As we stand a few days away from the fifth and final Sunday of Lent, I am shocked that it has already come to this. But in some way, it seems all too appropriate as we focus our attention on St. Mary of Egypt, the example par excellence of the fulfillment of our own ascetic journey during these last five weeks. By putting St. Mary at the center of our focus, the Church gives us one final, hope-filled push to reassure us that our ascetic endeavor is not pointless.
We began Lent by celebrating the use of icons in worship as evidence of God’s working in and through human flesh to bring forth true and living icons of Himself. And didn’t we just learn about St. Gregory Palamas and his belief that human beings could exist in intimate knowledge and true experience of God?
And I know the Church just placed Christ’s Cross in front of us to encourage us as we each take up our own cross and follow Christ. Of course, as we take up our cross and follow Him, we learned from St. John Climacus that this following is a process that begins with the renunciation of the life of this world and ends in communion with the life of the world to come.
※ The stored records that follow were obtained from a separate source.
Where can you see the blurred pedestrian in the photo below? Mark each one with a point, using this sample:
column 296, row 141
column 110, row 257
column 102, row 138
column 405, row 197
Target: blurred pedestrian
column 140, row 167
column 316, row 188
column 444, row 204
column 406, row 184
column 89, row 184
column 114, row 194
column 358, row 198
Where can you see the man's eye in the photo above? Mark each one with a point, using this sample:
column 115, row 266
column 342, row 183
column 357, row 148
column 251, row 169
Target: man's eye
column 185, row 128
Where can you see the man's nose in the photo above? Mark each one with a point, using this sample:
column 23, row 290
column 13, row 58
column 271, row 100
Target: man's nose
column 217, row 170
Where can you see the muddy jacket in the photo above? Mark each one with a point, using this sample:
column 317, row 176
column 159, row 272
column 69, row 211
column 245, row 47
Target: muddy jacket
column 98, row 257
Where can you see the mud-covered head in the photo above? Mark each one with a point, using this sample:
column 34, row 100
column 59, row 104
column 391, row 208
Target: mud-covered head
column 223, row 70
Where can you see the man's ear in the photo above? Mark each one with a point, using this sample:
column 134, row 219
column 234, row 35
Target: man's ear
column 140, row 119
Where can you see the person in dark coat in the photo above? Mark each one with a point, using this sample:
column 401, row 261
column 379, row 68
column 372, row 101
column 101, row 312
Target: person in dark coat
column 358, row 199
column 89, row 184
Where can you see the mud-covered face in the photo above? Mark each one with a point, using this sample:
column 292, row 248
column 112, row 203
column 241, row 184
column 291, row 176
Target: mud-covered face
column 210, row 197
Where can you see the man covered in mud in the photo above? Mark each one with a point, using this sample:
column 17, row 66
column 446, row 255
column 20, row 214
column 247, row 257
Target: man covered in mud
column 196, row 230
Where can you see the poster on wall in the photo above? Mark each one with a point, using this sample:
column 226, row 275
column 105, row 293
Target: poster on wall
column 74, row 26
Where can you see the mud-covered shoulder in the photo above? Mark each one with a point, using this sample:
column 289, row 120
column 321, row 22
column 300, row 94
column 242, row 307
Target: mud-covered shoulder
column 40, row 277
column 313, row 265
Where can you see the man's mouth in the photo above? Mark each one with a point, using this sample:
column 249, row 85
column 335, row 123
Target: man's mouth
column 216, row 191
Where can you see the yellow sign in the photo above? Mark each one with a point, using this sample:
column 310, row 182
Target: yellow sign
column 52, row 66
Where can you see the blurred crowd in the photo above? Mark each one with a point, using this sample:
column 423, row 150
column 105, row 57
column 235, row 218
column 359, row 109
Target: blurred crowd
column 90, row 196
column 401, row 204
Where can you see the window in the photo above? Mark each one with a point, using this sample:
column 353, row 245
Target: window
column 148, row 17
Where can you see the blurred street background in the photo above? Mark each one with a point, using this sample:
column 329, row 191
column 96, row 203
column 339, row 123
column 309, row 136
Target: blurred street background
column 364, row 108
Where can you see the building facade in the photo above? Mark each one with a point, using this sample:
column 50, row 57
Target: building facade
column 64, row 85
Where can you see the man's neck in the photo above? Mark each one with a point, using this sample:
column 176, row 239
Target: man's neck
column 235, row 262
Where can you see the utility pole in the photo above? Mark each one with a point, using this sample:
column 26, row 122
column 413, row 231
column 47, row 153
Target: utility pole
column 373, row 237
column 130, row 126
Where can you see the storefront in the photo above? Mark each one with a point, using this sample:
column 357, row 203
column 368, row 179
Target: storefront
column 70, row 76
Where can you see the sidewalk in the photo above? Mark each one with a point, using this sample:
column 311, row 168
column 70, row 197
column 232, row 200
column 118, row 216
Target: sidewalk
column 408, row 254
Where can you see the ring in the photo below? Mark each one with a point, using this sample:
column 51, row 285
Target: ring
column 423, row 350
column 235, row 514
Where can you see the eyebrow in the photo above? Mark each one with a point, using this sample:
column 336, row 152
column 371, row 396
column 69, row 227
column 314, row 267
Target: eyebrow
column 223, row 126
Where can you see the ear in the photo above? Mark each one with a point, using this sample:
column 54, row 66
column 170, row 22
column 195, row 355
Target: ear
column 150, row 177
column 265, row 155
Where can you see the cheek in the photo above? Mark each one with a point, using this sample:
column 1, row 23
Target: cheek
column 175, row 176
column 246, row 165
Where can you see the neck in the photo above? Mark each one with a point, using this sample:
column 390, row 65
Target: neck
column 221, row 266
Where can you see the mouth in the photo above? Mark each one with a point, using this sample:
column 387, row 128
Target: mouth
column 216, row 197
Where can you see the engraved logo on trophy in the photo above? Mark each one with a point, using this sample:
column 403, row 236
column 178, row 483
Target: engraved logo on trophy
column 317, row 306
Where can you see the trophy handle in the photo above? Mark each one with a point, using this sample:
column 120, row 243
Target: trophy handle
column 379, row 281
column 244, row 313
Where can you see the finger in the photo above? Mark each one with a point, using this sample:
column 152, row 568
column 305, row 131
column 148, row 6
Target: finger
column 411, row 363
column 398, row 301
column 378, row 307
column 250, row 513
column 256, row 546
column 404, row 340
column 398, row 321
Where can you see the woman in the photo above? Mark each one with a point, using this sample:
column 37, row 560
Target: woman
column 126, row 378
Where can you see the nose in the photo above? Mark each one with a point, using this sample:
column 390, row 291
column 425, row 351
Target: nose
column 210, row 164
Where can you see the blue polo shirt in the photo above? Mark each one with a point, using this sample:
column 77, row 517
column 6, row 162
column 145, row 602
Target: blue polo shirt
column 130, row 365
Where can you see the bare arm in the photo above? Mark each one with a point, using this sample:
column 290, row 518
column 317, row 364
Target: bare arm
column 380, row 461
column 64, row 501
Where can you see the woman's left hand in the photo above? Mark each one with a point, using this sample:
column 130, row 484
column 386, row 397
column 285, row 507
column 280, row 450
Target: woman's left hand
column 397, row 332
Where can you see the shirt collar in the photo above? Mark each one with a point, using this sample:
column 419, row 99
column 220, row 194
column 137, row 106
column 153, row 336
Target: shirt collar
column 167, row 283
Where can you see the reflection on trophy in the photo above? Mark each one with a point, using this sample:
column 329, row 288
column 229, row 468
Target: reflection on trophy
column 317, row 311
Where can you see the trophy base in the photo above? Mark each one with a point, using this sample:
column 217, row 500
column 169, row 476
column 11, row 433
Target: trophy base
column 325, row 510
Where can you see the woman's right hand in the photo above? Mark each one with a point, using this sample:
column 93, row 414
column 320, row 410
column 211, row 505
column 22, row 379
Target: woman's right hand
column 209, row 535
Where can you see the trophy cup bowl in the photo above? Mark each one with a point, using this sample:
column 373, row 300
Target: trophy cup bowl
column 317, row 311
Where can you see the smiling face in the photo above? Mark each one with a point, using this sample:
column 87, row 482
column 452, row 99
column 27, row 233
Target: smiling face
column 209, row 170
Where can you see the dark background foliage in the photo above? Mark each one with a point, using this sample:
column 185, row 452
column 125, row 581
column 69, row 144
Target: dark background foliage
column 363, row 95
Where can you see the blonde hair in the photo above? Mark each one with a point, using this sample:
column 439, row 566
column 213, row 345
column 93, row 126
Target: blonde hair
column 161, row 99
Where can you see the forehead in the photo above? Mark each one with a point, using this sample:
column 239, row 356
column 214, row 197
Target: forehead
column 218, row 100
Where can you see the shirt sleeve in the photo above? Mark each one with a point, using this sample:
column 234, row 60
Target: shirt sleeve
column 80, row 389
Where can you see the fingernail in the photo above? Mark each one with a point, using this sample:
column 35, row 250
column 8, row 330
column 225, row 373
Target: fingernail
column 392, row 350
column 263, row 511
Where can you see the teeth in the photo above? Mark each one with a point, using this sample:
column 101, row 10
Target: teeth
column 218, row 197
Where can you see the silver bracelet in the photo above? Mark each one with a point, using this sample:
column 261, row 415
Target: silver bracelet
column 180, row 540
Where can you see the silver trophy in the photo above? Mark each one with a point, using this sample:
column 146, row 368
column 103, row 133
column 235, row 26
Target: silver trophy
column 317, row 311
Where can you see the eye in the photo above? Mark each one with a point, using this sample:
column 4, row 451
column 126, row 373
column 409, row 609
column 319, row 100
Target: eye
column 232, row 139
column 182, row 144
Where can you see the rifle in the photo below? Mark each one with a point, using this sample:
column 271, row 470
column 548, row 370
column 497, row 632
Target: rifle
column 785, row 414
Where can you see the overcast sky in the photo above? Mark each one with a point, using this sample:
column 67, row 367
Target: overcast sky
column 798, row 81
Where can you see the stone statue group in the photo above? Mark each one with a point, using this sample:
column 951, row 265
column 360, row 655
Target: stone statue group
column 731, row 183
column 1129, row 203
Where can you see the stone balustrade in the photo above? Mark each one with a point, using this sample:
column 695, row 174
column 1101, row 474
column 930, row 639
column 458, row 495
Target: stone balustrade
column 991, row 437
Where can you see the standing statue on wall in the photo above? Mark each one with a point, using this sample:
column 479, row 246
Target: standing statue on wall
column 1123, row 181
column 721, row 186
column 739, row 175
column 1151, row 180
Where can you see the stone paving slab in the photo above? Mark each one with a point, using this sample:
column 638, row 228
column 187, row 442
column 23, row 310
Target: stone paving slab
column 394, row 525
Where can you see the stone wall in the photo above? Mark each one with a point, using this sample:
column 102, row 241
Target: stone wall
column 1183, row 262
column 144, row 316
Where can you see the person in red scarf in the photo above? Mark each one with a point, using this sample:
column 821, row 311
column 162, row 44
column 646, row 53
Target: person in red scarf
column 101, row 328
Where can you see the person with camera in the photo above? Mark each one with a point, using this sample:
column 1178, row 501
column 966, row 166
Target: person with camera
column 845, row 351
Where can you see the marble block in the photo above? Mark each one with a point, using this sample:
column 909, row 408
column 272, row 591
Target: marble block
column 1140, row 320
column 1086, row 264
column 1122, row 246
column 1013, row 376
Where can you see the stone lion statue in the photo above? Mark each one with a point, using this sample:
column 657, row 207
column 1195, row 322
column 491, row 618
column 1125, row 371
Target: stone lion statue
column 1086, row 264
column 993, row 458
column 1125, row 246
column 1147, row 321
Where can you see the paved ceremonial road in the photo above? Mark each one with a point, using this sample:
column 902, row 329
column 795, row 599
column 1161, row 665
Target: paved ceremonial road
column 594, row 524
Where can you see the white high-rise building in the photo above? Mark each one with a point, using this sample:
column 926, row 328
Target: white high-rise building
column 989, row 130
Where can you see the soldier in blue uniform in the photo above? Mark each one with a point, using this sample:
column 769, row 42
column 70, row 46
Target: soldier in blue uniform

St. Mary represents the fullness of each of these lessons. When the elder Zosimas comes to her, he finds her walking on water in imitation of Christ, having spent the entire last 40 years seeking fellowship with Him. Through extreme ascetic striving (living only off of what she could find in the desert), she took up her cross after a complete and utter renunciation of all that her life had been before. For Orthodox Christians, St. Mary of Egypt is placed before us as the model after which we should design our own lives.
She is evidence that it can be done.
And she is also evidence that it won’t be easy.
St. Mary was brought to a sharp awareness of herself when she tried to enter the church of the Holy Sepulcher but was mystically stopped from doing so. As she attempted to enter the church, she was confronted by her own impurity, her own sinfulness, her own need to take up the cross and follow Christ. If it was this way for her, then how can I possibly expect to escape such self-confrontation?
These last five weeks have been some of the most personally grueling, embarrassing, and frustrating weeks of my life. On Sunday, the deacon at our church reminded me of St. John Chrysostom’s convicting question, “What good is it if you don't eat meat or poultry, and yet you bite and devour your fellow man?” Sadly, I have seen all too clearly how readily I feast on my brothers and sisters.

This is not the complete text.